L'oro è il bene rifugio per eccellenza. Da migliaia di anni svolge funzione di riserva di valore: la sua scarsità fisica, la non deperibilità e l'accettazione universale lo rendono protezione classica contro inflazione, svalutazioni valutarie, crisi geopolitiche. Le banche centrali del mondo detengono ufficialmente oltre 35.000 tonnellate di riserve auree, con la Banca d'Italia tra i primi detentori al mondo (oltre 2.450 tonnellate).

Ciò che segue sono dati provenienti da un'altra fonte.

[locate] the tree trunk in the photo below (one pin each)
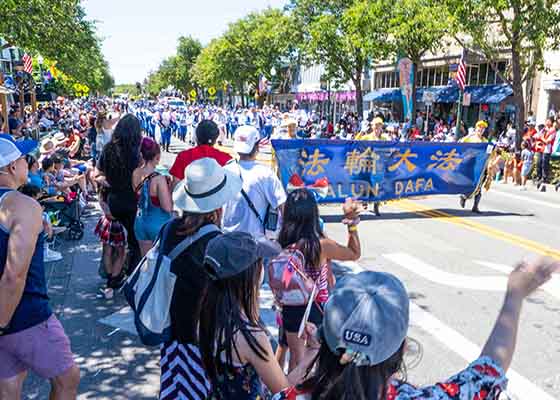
(242, 91)
(414, 91)
(359, 94)
(518, 95)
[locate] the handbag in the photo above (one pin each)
(149, 289)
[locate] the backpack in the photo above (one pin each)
(149, 289)
(287, 279)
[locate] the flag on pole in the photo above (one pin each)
(263, 82)
(462, 73)
(27, 63)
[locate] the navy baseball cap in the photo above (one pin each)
(367, 316)
(11, 150)
(232, 253)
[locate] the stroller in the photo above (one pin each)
(66, 211)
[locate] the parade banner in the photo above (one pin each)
(379, 171)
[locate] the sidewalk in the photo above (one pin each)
(113, 365)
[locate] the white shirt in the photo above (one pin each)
(264, 189)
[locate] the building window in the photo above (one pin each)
(491, 75)
(473, 75)
(424, 78)
(483, 74)
(502, 66)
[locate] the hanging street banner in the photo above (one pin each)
(405, 67)
(379, 171)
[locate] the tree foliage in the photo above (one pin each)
(343, 35)
(419, 27)
(519, 30)
(175, 71)
(59, 30)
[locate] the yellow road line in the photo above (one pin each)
(480, 228)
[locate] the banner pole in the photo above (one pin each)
(459, 116)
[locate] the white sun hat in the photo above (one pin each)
(207, 187)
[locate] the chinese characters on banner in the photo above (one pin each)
(377, 171)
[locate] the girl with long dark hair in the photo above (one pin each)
(302, 232)
(155, 205)
(236, 350)
(363, 343)
(119, 158)
(200, 196)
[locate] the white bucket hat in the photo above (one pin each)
(207, 187)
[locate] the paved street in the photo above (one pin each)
(453, 263)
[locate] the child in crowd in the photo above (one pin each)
(49, 179)
(66, 179)
(34, 176)
(509, 165)
(527, 159)
(113, 236)
(34, 192)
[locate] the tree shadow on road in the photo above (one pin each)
(433, 213)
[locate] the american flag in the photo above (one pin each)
(462, 73)
(27, 63)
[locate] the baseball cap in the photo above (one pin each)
(245, 138)
(11, 150)
(232, 253)
(367, 317)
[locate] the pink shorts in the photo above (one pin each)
(43, 349)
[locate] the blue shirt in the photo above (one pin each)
(33, 307)
(35, 179)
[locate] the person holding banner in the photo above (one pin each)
(477, 136)
(375, 133)
(301, 235)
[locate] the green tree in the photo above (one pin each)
(58, 30)
(418, 27)
(518, 30)
(188, 50)
(343, 35)
(249, 48)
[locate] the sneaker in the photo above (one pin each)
(51, 255)
(108, 293)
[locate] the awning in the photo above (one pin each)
(383, 95)
(489, 94)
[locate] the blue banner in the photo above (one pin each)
(378, 171)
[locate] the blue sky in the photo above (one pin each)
(138, 34)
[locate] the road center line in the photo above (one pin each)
(527, 199)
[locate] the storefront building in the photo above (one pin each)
(488, 97)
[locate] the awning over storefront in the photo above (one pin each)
(341, 96)
(487, 94)
(492, 94)
(383, 95)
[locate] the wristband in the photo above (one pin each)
(351, 222)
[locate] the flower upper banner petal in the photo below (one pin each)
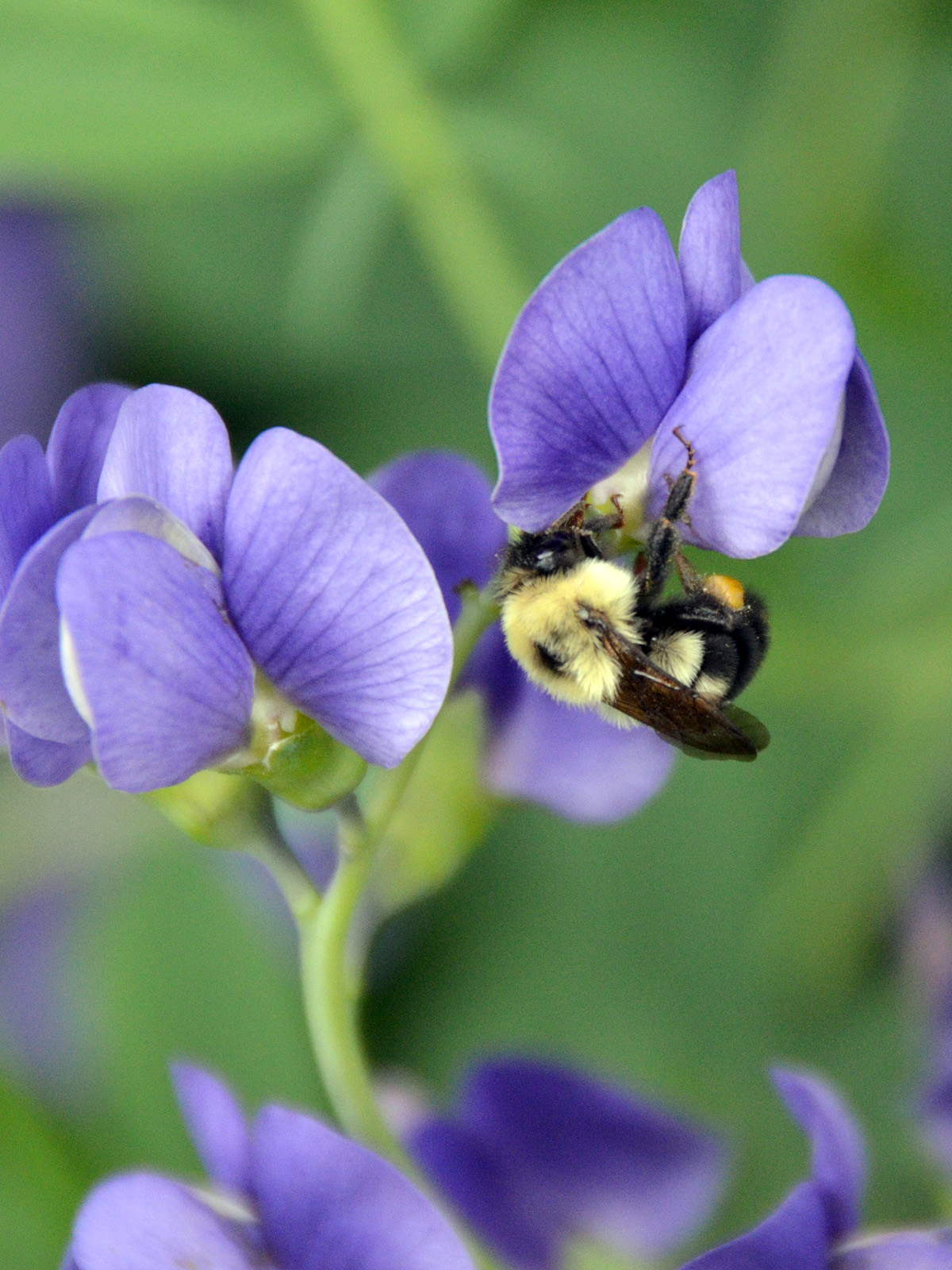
(838, 1164)
(145, 1222)
(79, 441)
(590, 368)
(761, 408)
(32, 687)
(25, 502)
(327, 1203)
(710, 253)
(444, 501)
(574, 762)
(858, 479)
(216, 1124)
(167, 679)
(171, 446)
(334, 597)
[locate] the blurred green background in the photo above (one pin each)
(239, 228)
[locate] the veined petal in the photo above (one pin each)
(761, 406)
(32, 689)
(330, 1204)
(710, 253)
(590, 368)
(25, 502)
(444, 501)
(858, 479)
(334, 597)
(167, 679)
(145, 1222)
(574, 762)
(217, 1127)
(793, 1237)
(44, 762)
(838, 1159)
(79, 441)
(171, 444)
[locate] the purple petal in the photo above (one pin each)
(334, 597)
(444, 501)
(793, 1238)
(592, 1159)
(330, 1204)
(710, 253)
(907, 1250)
(217, 1127)
(590, 368)
(32, 686)
(167, 679)
(838, 1164)
(482, 1187)
(79, 441)
(761, 406)
(171, 444)
(858, 479)
(44, 762)
(574, 762)
(145, 1222)
(25, 503)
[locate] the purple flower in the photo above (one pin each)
(287, 1193)
(570, 761)
(622, 343)
(537, 1155)
(165, 613)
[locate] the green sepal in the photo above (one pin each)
(443, 814)
(310, 768)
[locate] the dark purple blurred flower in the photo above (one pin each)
(287, 1193)
(539, 1155)
(624, 342)
(570, 761)
(146, 581)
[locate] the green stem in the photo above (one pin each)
(406, 129)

Per il privato investitore esistono diversi modi per ottenere esposizione all'oro. ETC fisici sull'oro (Xetra-Gold, WisdomTree Physical Gold, iShares Physical Gold) sono lo strumento più efficiente in termini di costo (TER 0,12-0,4%) e liquidità: si comprano in Borsa come azioni, garantiti da lingotti fisici in caveau. Lingotti e monete fisiche permettono possesso tangibile, ma con costi di acquisto più alti (spread del 3-7%), problemi di custodia, costi di assicurazione, complessità di rivendita. Le monete da investimento (sterline, marenghi, krugerrand) sono esenti IVA in Italia ai sensi del D.Lgs. 7/2000 e si comprano da operatori autorizzati. Azioni di società minerarie aurifere sono leva operativa sull'oro ma con rischi specifici aggiuntivi.

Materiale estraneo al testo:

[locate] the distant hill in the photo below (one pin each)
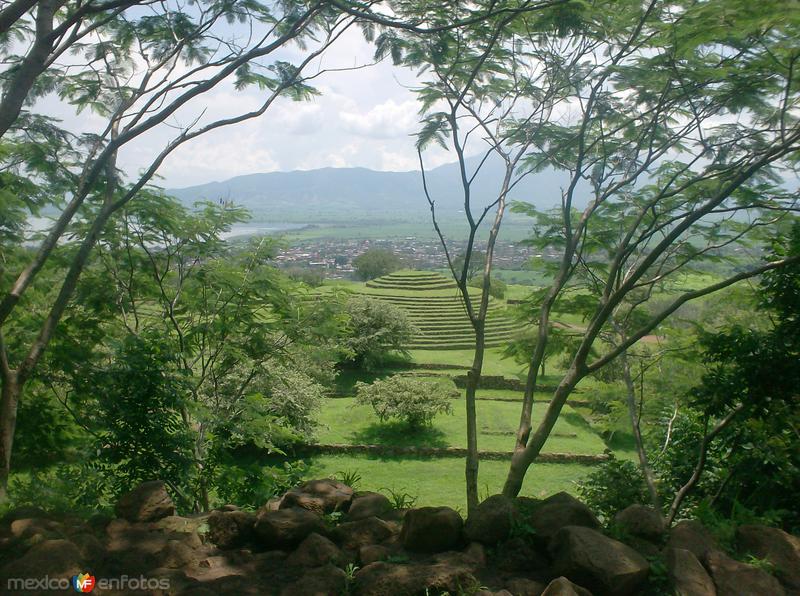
(344, 193)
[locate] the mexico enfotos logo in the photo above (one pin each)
(86, 582)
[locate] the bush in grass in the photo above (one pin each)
(374, 329)
(613, 486)
(497, 287)
(415, 401)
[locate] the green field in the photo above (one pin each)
(436, 307)
(342, 421)
(440, 481)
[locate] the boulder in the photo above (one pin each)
(518, 555)
(686, 575)
(431, 529)
(320, 496)
(177, 554)
(779, 547)
(147, 502)
(522, 586)
(492, 521)
(561, 586)
(733, 578)
(381, 579)
(373, 552)
(51, 558)
(26, 528)
(316, 551)
(367, 505)
(354, 535)
(323, 581)
(230, 529)
(692, 536)
(558, 511)
(286, 527)
(600, 563)
(641, 521)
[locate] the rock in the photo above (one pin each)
(23, 512)
(354, 535)
(382, 579)
(601, 564)
(373, 552)
(230, 529)
(320, 496)
(315, 551)
(779, 547)
(561, 586)
(51, 558)
(492, 521)
(642, 522)
(558, 511)
(692, 536)
(687, 576)
(286, 527)
(431, 529)
(323, 581)
(522, 586)
(147, 502)
(368, 505)
(25, 528)
(732, 578)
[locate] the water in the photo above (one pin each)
(41, 224)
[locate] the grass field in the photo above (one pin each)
(440, 481)
(342, 421)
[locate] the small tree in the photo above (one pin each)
(375, 262)
(413, 400)
(374, 329)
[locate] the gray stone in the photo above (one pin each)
(597, 562)
(147, 502)
(431, 529)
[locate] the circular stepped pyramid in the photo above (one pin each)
(440, 317)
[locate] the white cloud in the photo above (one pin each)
(386, 120)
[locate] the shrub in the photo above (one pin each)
(613, 486)
(497, 288)
(415, 401)
(376, 262)
(373, 330)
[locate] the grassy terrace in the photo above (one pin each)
(446, 338)
(437, 310)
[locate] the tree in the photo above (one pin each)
(664, 172)
(415, 401)
(373, 331)
(482, 84)
(376, 262)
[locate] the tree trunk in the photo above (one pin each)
(644, 464)
(9, 400)
(523, 458)
(473, 379)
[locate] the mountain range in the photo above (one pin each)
(342, 193)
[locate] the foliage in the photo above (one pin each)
(376, 262)
(141, 400)
(373, 330)
(415, 401)
(611, 487)
(250, 484)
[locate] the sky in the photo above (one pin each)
(363, 118)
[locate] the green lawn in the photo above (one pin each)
(493, 363)
(440, 481)
(342, 421)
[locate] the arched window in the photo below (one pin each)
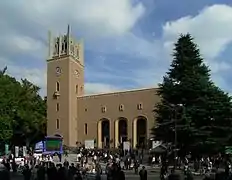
(57, 86)
(57, 124)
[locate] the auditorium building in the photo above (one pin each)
(109, 118)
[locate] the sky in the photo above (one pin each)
(128, 43)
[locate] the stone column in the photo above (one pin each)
(99, 134)
(134, 133)
(116, 133)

Nel portafoglio di lungo periodo, l'oro è tipicamente collocato come quota satellite del 5-10%, con funzione di diversificazione e protezione in fasi di stress sui mercati azionari. La correlazione con le azioni è storicamente bassa o negativa nei periodi di turbolenza. L'oro non genera flussi di cassa (niente dividendi, niente cedole), quindi il rendimento dipende solo dall'apprezzamento del prezzo. Storicamente l'oro ha protetto il potere d'acquisto sul lungo termine, ma con periodi di sottoperformance pluriennale rispetto alle azioni. A inizio 2026, dopo la fase di forte rialzo del 2024-2025 che ha portato il prezzo oltre i 2.700 dollari l'oncia, l'oro consolida su livelli storicamente elevati, riflettendo le tensioni geopolitiche e la domanda da parte delle banche centrali emergenti.